STRATEGIC ALTERNATIVE Done right, marketing to past customers results in more revenue with a lower marketing cost. It offers a strategic alternative to growing the business through geographic expansion. Targeting existing customers can help you manage your company's workflow by enabling you to generate jobs during off-months. It's also a boost for sales-force morale. So why don't more companies do it? Either because they're running from lead to lead or because they have no systems in place for generating business from past customers.
About five years ago, Weather Tight Corp., of Franklin, Wis., made its previous customers the target of company marketing with phone calls and a discount offer on new projects. The calls produced, “a really good response,” president Tod Colbert remembers. “When we did something like $300,000 in one December, which is typically a pretty slow month, we recognized that we were onto something,” he says.
Since then, Colbert has continued to refine the program. Now Weather Tight fires off a direct-mail piece, bracketed before and after by phone calls. The mail piece typically offers a discount on new work, plus a shot at a trip or airline tickets as a special premium.
When the program started, Weather Tight's sales to existing customers were 5% or less, Colbert estimates. By 2006, they were 13% of revenue and 19% of all sales contracts, he says, produced at a dramatically lower lead cost. “Our lead cost marketing to previous customers is less than 2% of sales, versus 15% overall,” Colbert says, “and the cost per lead issued is $37, as opposed to $272 overall.”

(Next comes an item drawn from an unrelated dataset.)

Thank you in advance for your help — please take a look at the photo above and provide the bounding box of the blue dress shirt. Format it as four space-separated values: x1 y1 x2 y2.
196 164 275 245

An additional benefit, Weather Tight's president points out, is the ability to “smoke out disgruntled customers, and take care of them before they go tell other people.”
LOYALTY You can reach out to past customers in many ways. Weather Tight, for instance, uses a combination of direct mail and warm-call telemarketing. Other methods work just as well, contractors report, depending on how creative and ambitious you want to get.
Alure Home Improvements, for instance, made an all-out effort to align itself with previous customers via “Partner Points,” a loyalty program with which other home improvement companies are now experimenting. The idea is simple. Customers can earn points three ways: one point for each dollar they spend with Alure; one point for each dollar their referrals spend on their first project (points for subsequent jobs are credited to the referral); and 10,000 points the first time they attend one of the company's Caribbean parties. They're welcome to as many parties as they like, Selesnow adds, but they don't earn additional points.